I knew when I wrote this book that Sarah needed to have some flaw that isolated her from her family, while at the same time casting suspicion on her. I wasn’t sure how to capture that exact scenario, so I stepped away from the story for a few days, and viola, this situation presented itself. I am also seeding the backstory so the reader knows that Sarah has issues, and these issues become apparent to the reader as the story unfolds.
I enjoyed the romantic relationship between the handsome writing assistance Zeke and Sarah. How did their relationship develop while you were writing it? Did you have an idea of where you wanted to take it or was it organic?
A little bit of both, actually. I don’t write romance per se, but Sarah needed someone to help her, a partner, if you will, who had his own issues. I especially wanted her to have a man around who was interested in her and who ignored her gorgeous mother in law. But Zeke and Sarah’s relationship unfolded organically, and it is still unfolding now, as I write book three. Zeke is a man who is way ahead of his time. You have to remember that during this time period, women couldn’t open a bank account, or rent an apartment (to name two examples) without the help of a man, be it a husband, father, or brother. Zeke—as the reader will discover—gives Sarah her freedom. He believes in her, and helps her grow by giving her freedom and honoring her as a person.

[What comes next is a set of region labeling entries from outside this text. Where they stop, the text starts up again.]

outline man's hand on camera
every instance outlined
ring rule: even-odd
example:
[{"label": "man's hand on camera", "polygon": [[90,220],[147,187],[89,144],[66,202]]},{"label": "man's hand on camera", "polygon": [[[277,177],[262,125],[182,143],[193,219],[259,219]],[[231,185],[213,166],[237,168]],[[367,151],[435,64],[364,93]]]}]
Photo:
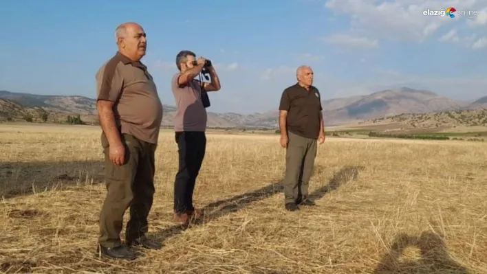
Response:
[{"label": "man's hand on camera", "polygon": [[197,61],[198,65],[204,65],[205,62],[206,62],[206,59],[204,58],[203,57],[199,57],[198,58],[198,60]]}]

I think that the story has roots in the Gothic romance tradition. Do you read books from that genre? What were some books that you think influenced The Spirit of Grace?

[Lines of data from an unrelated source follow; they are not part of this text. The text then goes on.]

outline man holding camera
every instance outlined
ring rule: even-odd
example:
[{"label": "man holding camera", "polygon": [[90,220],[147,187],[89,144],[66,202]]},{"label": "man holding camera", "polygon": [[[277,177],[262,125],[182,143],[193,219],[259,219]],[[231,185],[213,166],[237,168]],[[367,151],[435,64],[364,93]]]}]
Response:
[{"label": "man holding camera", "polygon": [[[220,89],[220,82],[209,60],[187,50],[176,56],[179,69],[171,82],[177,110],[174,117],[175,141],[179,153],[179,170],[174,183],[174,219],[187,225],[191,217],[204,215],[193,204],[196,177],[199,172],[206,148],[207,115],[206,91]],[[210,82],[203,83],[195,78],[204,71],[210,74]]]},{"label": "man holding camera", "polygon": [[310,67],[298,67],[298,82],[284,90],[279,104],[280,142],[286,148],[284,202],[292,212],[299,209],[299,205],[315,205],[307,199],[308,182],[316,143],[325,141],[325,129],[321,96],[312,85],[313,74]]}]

Grace does have its roots in Gothic fiction. Most of the books I read are British, and are written before 1960. I love Dorothy Eden, Mary Stewart, Daphne Du Maurier, Patricia Wentworth, and—of course—Agatha Christie. I think that I pull from the vast reading I’ve done in this genre, especially because it is my intention to write in the style of these old-time Gothics. It’s interesting because I know these books are not terribly popular right now, but I have connected with so many readers who remember these books, and love these stories. It’s also a pleasure to write during a time when there wasn’t Internet or cell phones. While I embrace our modern way of communicating, I do think technology disconnects us from each other. I like to remember what it was like before we were so connected, and I hope that my stories are able to help my readers remember that, too. I have a secret passion for Gothic mysteries from the 1940s through the early 1970s, such as those published by ACE Gothics. The covers are fabulous, and I find those stories to be so beautifully written, but often disregarded as women’s pulp fiction. When I created the Sarah Bennett Series, I intended on paying homage to those old stories, and to that particular style of writing. Hopefully modern readers will relate to my heroine, who doesn’t wait for someone (her romantic interest, for example) to save her. She saves herself, and becomes strong in the process.

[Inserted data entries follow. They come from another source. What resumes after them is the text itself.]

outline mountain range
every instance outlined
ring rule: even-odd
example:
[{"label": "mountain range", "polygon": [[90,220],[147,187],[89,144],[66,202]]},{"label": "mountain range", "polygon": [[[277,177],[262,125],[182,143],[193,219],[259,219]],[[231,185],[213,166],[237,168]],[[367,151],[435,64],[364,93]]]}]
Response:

Sarah Bennett doesn’t remember the night her mother tumbled down the stairs at Bennett House, despite allegedly witnessing the fatal fall. There was talk of foul play, dark whispers, and sidelong glances, all aimed at Sarah, prompting her family to send her to The Laurels, an exclusive asylum in San Francisco, under a cloud of suspicion. Now, on the one-year anniversary of her mother’s murder, Sarah has been summoned home. Convinced of her innocence, she returns to Bennett House, hoping to put the broken pieces of her life back together. But when another murder occurs shortly after her arrival, Sarah once again finds herself a suspect, as she is drawn into a web of suspicion and lies. In order to clear her name, Sarah must remember what happened the fateful night her mother died. But as she works to regain her memory, the real murderer watches, ready to kill again to protect a dark family secret.